The line wrapped around the periphery of the lobby, and I waited a bit to get toward the end of the line. If one were to draw a cartoon of the line in which I was standing, you might perhaps show us in silhouette -- I would be the figure with those squiggly spidey-sense marks above his head denoting a certain unsettled emotional state. This unsettled state wasn't helped by the fact that the person directly in front of me in line turned out to be a childhood friend of Bechdel's and I felt strangely intrusive in the moment. And then when I got my chance to step up to the table, someone with an air of a tenured faculty member about her stepped up to the table to make her goodbyes.
But at last I plopped my copy of Fun Home on the table for inscription and Bechdel took at look at the dust jacket and said, "Whoa, what's wrong with your copy?"
I looked down at the book and noticed a smear across the front panel.
"Uh, that would be from my sweaty palms," I said.
She graciously passed over that and inscribed the book to our family as I blathered on (concisely, I hope) about coming to see her that evening as something of a representative of the at-home dad bloggers out there. I then rather haltingly asked her if getting her to pose with me for a picture would be entirely too dorky. (I believe that's the word I used: dorky. Flaubert's got nothing on me, baby.)
"No, of course not," she said, getting up from behind the table. I handed my camera to the woman in line behind me.
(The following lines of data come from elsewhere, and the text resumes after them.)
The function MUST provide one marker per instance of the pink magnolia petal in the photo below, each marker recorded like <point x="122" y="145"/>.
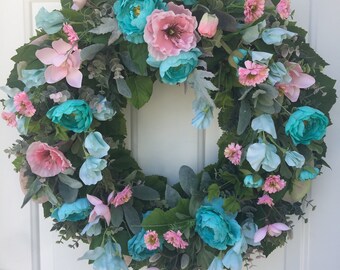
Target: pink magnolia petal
<point x="55" y="74"/>
<point x="260" y="234"/>
<point x="94" y="200"/>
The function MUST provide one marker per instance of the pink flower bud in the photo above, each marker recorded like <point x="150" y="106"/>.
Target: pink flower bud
<point x="208" y="25"/>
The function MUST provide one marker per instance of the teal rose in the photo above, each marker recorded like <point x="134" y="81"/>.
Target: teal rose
<point x="215" y="227"/>
<point x="131" y="16"/>
<point x="176" y="69"/>
<point x="73" y="115"/>
<point x="306" y="124"/>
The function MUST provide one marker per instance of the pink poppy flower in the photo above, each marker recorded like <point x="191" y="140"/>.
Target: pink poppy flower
<point x="299" y="80"/>
<point x="63" y="63"/>
<point x="273" y="184"/>
<point x="233" y="152"/>
<point x="175" y="239"/>
<point x="274" y="230"/>
<point x="283" y="8"/>
<point x="45" y="160"/>
<point x="151" y="240"/>
<point x="10" y="118"/>
<point x="23" y="105"/>
<point x="100" y="209"/>
<point x="208" y="25"/>
<point x="252" y="74"/>
<point x="253" y="10"/>
<point x="167" y="33"/>
<point x="266" y="199"/>
<point x="122" y="197"/>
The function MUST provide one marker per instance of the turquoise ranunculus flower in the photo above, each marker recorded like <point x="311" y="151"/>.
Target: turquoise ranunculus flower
<point x="176" y="69"/>
<point x="215" y="227"/>
<point x="74" y="115"/>
<point x="91" y="170"/>
<point x="306" y="124"/>
<point x="131" y="16"/>
<point x="50" y="22"/>
<point x="78" y="210"/>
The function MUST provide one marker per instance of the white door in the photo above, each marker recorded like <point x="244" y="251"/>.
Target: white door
<point x="162" y="140"/>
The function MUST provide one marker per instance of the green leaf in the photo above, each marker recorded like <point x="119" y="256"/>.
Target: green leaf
<point x="141" y="89"/>
<point x="145" y="193"/>
<point x="188" y="180"/>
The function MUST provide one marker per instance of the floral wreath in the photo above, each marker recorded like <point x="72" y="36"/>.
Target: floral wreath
<point x="244" y="59"/>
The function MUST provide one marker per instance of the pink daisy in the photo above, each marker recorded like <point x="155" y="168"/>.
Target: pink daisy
<point x="151" y="240"/>
<point x="266" y="199"/>
<point x="273" y="184"/>
<point x="253" y="10"/>
<point x="252" y="74"/>
<point x="233" y="152"/>
<point x="175" y="239"/>
<point x="23" y="105"/>
<point x="283" y="8"/>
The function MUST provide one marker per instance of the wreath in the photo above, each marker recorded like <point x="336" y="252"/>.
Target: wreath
<point x="243" y="59"/>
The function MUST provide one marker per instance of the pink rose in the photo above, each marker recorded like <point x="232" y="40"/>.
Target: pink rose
<point x="167" y="33"/>
<point x="45" y="160"/>
<point x="208" y="25"/>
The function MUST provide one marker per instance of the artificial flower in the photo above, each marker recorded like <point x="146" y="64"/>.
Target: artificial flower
<point x="170" y="32"/>
<point x="73" y="114"/>
<point x="253" y="10"/>
<point x="208" y="25"/>
<point x="252" y="74"/>
<point x="132" y="15"/>
<point x="45" y="160"/>
<point x="306" y="124"/>
<point x="63" y="62"/>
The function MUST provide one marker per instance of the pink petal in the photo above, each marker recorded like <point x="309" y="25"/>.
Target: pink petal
<point x="94" y="200"/>
<point x="260" y="234"/>
<point x="55" y="74"/>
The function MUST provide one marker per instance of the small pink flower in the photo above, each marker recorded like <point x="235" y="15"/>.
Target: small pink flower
<point x="167" y="33"/>
<point x="23" y="105"/>
<point x="299" y="80"/>
<point x="45" y="160"/>
<point x="122" y="197"/>
<point x="175" y="239"/>
<point x="72" y="36"/>
<point x="274" y="230"/>
<point x="233" y="152"/>
<point x="151" y="240"/>
<point x="100" y="209"/>
<point x="208" y="25"/>
<point x="10" y="118"/>
<point x="63" y="63"/>
<point x="273" y="184"/>
<point x="283" y="8"/>
<point x="266" y="199"/>
<point x="253" y="10"/>
<point x="252" y="74"/>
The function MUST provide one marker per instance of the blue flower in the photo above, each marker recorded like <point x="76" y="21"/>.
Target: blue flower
<point x="263" y="154"/>
<point x="50" y="22"/>
<point x="95" y="144"/>
<point x="294" y="159"/>
<point x="306" y="124"/>
<point x="137" y="248"/>
<point x="215" y="227"/>
<point x="91" y="170"/>
<point x="308" y="174"/>
<point x="250" y="182"/>
<point x="275" y="36"/>
<point x="33" y="77"/>
<point x="176" y="69"/>
<point x="131" y="16"/>
<point x="74" y="115"/>
<point x="78" y="210"/>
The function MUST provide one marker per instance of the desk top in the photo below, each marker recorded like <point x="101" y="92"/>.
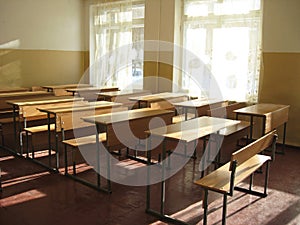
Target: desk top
<point x="65" y="86"/>
<point x="193" y="129"/>
<point x="13" y="89"/>
<point x="43" y="100"/>
<point x="24" y="93"/>
<point x="197" y="103"/>
<point x="92" y="89"/>
<point x="115" y="117"/>
<point x="120" y="93"/>
<point x="158" y="96"/>
<point x="261" y="109"/>
<point x="84" y="106"/>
I then asked Alison Bechdel if it would be too dorky if I held up the sign I had made for the picture.
"The sign?" she asked. I showed her the placard you see me holding in the photo above.
"That's great!" she said. "Of course!"
So we stood there together for three photos while the conscientous woman behind the lens tried to adjust for glare and legibility. Bechdel requested a copy of the photo and asked if I was planning to blog about this.
And now I have.
Dude, you're a much better fan than I am. I was at home, crashed out on the couch.
AWESOME photo!
Posted by: frog | October 11, 2006 at 10:10 AM
I so wish I had been there. I was, instead, also on the couch, although my own, not frog's.
Posted by: Emilin | October 11, 2006 at 10:19 AM
Dude, that is an awesome post. Nothing like meeting one of your heros. Especially, when you're the only 'old guy'-'true blogging dad' in the audience.
Now, I'll have to check out DTWOF.
Posted by: karl | October 11, 2006 at 01:36 PM
Well, I'm glad somebody went.
You are totally hilarious and so midwestern.
Posted by: Brooke | October 11, 2006 at 09:23 PM
Dude, AB blogged about you! You're not only totally cool, now you're famous!
Posted by: Emilin | October 13, 2006 at 07:56 PM
DUDE!
Now I'm feeling vaguely embarrassed too. Joseph Cornell crossed with the lexicographers at the OED, I like that! It was lovely to meet you. Thanks so much for coming to my thing.